Das erste Ziel dieser Arbeit war die Entwicklung einer Flüssigchromatographie/ Isotopenverhältnis–
Massenspektrometrie–Methode (LC–IRMS) für weit verbreitete (A)PPs. Die chromatographische
Trennung von 1–Hydroxyethan–1,1–diphosphonat (HEDP), Aminotrismethylenphosphonat
(ATMP) und Ethylendiamintetramethylenphosphonat (EDTMP) wurde
auf einer Anionenaustauschersäule unter sauren Bedingungen erzielt. Die untersuchten APPs
wurden innerhalb der LC–IRMS–Schnittstelle quantitativ oxidiert, wobei die instrumententypischen
Grenzen der präzisen Isotopenanalyse (etwa 200 ng Kohlenstoff auf der Säule) erzielt
wurden. In Batch–Experimenten zeigten wir, dass die Gleichgewichtssorption der Modellverbindung
ATMP an Goethit keinen Isotopeneffekt verursachte. Die Mangan(II)–katalysierte
Oxidation von ATMP durch molekularen Sauerstoff war jedoch mit einem kinetischen Isotopeneffekt
verbunden, der zu einer Anreicherung von 13C führt. Folglich ist die Kohlenstoff–CSIA
ein vielversprechender Ansatz, um Transformationsprozesse von APPs in wässrigen Systemen
zu untersuchen und somit ein umfassenderes Verständnis ihres Verbleibs in der Umwelt zu
erhalten.
Im zweiten Teil der Arbeit wurde eine detaillierte Untersuchung der homogenen Mangan(II)–
katalysierten Oxidation von ATMP durch gelösten Sauerstoff durchgeführt, um ein besseres
Verständnis der Rolle potenzieller Mn(III)ATMP–Intermediate zu gewinnen. Hierfür wurde
die Abhängigkeit der kinetischen Kohlenstoffisotopenfraktionierung (ausgedrückt als Kohlenstoffisotopenanreicherungsfaktor
εC) und der Mn(II)ATMP–normalisierten Reaktionsgeschwindigkeit
von der komplexierte ATMP Fraktion in Batch–Experimenten untersucht. Da die
ATMP–Oxidation ausschließlich durch Zerfall des Komplexes die abnehmenden normalisierten
Reaktionsraten und εC–Werte mit der komplexierten ATMP–Fraktion nicht erklären konnten,
wurde eine Transformation von ATMP über zwei konkurrierende Reaktionswege postuliert:
Oxidation von freiem ATMP durch Mn(III)ATMP–Intermediate bei niedrigen komplexierten
Fraktionen und Zerfall des Komplexes bei niedrigen Konzentrationen von freiem ATMP. Dieser
zuvor nicht bekannte Reaktionsweg, an dem Mn(III)ATMP als Oxidationsmittel beteiligt ist,
hat erhebliche Auswirkungen auf das Umweltverhalten von APPs. In natürlichen Gewässern
werden Mn(III)APP–Intermediate wahrscheinlich von natürliche Reduktionsmittel (z.B. natürlichem
organischen Material), die in höheren Konzentrationen als die APPs vorhanden sind, zu
Mn(II)APP reduziert. Dies hat ein vermindertes Potenzial der Mn(II)–katalysierten Oxidation
für deren Transformation zur Folge.
Neben der homogenen Mn(II)–katalysierten Oxidation wurde die heterogene Umwandlung an
MnO2–Oberflächen als potenziell relevanter Entfernungsprozess für APPs postuliert. Bisher
fehlen Studien, die diesen Prozess im Hinblick auf seine Umweltrelevanz und die zugrunde liegenden
Reaktionsmechanismen untersuchen. Um diese Wissenslücke zu schließen, wurde im
dritten Teil dieser Arbeit die Umwandlung der Modellverbindung Iminodimethylenphosphonat
(IDMP) an MnO2 unter variierenden Umweltbedingungen (MnO2–Mineralogie, pH–Wert)
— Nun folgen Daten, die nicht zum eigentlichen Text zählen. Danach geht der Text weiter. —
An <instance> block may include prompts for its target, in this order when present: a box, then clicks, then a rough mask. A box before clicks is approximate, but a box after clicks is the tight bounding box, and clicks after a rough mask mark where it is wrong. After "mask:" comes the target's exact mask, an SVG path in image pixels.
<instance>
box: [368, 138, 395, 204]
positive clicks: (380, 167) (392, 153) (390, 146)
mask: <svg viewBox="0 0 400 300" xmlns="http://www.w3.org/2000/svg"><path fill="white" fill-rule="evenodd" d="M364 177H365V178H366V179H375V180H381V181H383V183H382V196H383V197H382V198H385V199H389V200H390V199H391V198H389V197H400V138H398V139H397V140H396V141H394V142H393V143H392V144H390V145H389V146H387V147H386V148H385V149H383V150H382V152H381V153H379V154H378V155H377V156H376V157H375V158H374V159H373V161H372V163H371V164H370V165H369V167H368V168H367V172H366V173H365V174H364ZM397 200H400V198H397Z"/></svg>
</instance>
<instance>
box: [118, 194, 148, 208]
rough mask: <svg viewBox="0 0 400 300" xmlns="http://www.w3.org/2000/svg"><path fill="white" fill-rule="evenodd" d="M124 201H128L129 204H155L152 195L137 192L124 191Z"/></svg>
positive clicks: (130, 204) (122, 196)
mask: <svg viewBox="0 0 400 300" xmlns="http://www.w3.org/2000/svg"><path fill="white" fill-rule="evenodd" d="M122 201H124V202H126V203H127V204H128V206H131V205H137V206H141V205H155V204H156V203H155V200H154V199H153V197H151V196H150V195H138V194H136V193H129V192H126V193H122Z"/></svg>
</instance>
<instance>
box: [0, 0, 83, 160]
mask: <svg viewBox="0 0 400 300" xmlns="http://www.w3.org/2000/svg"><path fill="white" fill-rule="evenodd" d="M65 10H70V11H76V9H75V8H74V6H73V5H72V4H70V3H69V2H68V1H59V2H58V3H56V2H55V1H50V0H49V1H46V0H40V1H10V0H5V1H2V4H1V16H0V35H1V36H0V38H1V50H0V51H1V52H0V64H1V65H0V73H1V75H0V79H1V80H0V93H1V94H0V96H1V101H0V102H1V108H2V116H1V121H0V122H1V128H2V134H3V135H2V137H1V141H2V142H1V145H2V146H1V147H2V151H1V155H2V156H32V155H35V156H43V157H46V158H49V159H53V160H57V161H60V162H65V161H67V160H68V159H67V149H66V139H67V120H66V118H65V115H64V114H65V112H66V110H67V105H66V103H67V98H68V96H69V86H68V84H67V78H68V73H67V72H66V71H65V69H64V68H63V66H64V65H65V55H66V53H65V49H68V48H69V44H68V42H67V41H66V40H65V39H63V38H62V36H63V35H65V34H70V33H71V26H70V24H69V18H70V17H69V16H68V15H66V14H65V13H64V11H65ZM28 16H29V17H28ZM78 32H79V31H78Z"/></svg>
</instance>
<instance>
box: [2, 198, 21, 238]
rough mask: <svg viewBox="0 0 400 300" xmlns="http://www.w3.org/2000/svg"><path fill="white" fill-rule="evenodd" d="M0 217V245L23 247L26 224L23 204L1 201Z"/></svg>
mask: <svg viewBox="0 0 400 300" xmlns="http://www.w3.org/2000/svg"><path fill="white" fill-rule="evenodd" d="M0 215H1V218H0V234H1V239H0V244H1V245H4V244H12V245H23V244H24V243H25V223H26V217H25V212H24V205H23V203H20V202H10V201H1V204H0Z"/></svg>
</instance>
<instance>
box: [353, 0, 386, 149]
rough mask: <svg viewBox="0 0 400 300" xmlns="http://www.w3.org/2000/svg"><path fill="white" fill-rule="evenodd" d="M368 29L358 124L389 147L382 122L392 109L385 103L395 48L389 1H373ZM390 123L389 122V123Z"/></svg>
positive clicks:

untersucht. Eine Reaktionskinetik erster Ordnung sowie relativ niedrige εC–Werte deuteten auf
Elektronentransfer von der Mineraloberfläche auf das IDMP als den geschwindigkeitsbestimmenden
Schritt in der Gesamtreaktion hin und nicht die Sorption oder die Bindungsspaltung.
Geringfügig, aber statistisch signifikant niedrigere εC–Werte (größere zu beobachtende kinetische
Isotopeneffekte) bei saurem pH–Wert und Mn(III)–angereichertem MnO2 deuten jedoch
auf einen beschleunigten Elektronentransfer unter diesen Bedingungen hin. Während also
ein qualitativer Nachweis der IDMP–Oxidation an MnO2 durch Kohlenstoff–CSIA unter allen
getesteten Versuchsbedingungen möglich war, erschwert die Variabilität der εC–Werte eine
eindeutige Identifizierung des zugrunde liegenden Prozesses.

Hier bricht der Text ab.